イントロの最初の10秒(0:00-0:10)で、完全に乾いた歪みギターの突発的な襲撃(dry distorted guitar enters immediately)と、心音を急きたてるタイトな打楽器、そして超至近距離から脳内に直接語りかけるような呪術的独白が提示され、一瞬にして聴き手を「壁の呼吸する密室」へと監禁します。ヴァース(Aメロ)では、音圧をあえて内に収縮させた「圧縮された静寂(verses feel compressed)」を展開。ベースの重底の駆動(bass momentum)とグリッドに対して僅かに牙を剥くドラムのタイム感が、爆発寸前の圧力を維持します。サビ(コーラス)に突入した瞬間、地鳴りのようなフルチェストの咆哮と、左右のステレオ音場を埋め尽くす高密度のギターテクスチャーが炸裂し、圧倒的な解放(choruses feel like release)を放ちます。ボーカルは人工的なピッチ補正を頑なに拒絶し、フレーズの語尾に残る生々しいかすれや肉声の割れ(raw vocal cracks)をそのまま剥き出しにしています。

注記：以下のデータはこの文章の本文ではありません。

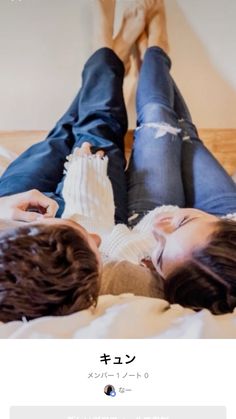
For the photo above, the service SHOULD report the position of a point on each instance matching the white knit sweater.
(89, 201)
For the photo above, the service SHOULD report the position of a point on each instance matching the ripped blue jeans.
(169, 163)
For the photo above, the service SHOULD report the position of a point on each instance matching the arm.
(87, 192)
(27, 206)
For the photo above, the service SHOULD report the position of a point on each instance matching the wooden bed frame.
(222, 143)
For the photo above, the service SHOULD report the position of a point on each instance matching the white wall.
(43, 44)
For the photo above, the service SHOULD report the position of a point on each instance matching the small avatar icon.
(109, 390)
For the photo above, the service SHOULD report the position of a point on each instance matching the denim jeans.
(169, 163)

歌詞の核にあるのは、ドラマチックな感傷主義を力でねじ伏せるフラットな現実主義です。「ひとつだけ鼓動を失った時計、皮膚の下に刻まれた未完の地図、他人のために用意された枠組みを拒絶し、理由を説明することなくただ自らの足元を凝視するプロセスの膠着。完璧な明日への回路を完全に遮断され、ただ『現在の実存』を引き受ける男の平熱の独白」。
特筆すべきは、中盤のブリッジ(Bridge)で発動する「リズムの欺瞞(hidden second-half disruption)」です。「現実の輪郭が歪む」という描写と完全に同期し、強固だった4/4拍子の時間軸の裏で、ドラムの打点が意図的にレイト気味に「後ろに転ぶ」という不穏なバグが発生。それに呼応してボーカルの譜割りが左右非対称な奇数マトリクスへと変調し、リスナーの無意識に心地よい時間歪曲の錯覚を植え付け、何の説明もないまま元の激しいグルーヴへと自然に回収されます。最後は便利な時間減衰を真っ向から拒絶し、リフレインの途中でカミソリのようにプツンと音が完全遮断(instant cutoff)される、引き算の美学の極致を提示する大傑作です。

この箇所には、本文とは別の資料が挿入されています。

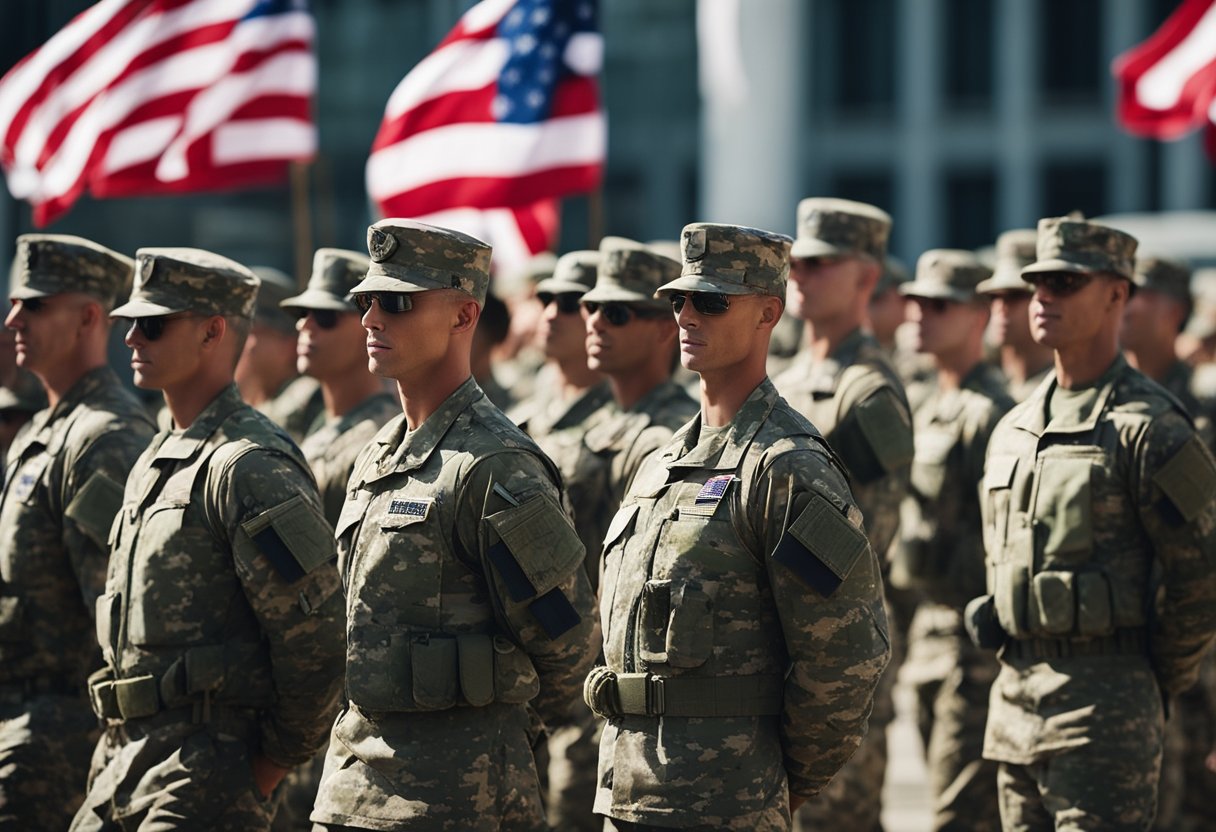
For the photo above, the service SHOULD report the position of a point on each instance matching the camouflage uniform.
(1091, 499)
(856, 400)
(608, 455)
(63, 487)
(742, 608)
(220, 620)
(466, 597)
(1014, 251)
(941, 555)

Negi0723は、感情の揺らぎと都市の空気感を繊細にすくい取るミュージシャン。 エレクトロニックとポップ、オルタナティブの要素を横断しながら、 きらめきとノスタルジー、衝動と内省が共存するサウンドを描き出す。 印象的なメロディと映像的なリリックが特徴で、 一瞬の感情や夜の断片を切り取るような楽曲世界は、 リスナーそれぞれの記憶や物語と静かに共鳴していく。 ジャンルに縛られず、感覚を信じて音を紡ぐ。 Negi0723の音楽は、日常と非日常の境界線をやさしく溶かしていく。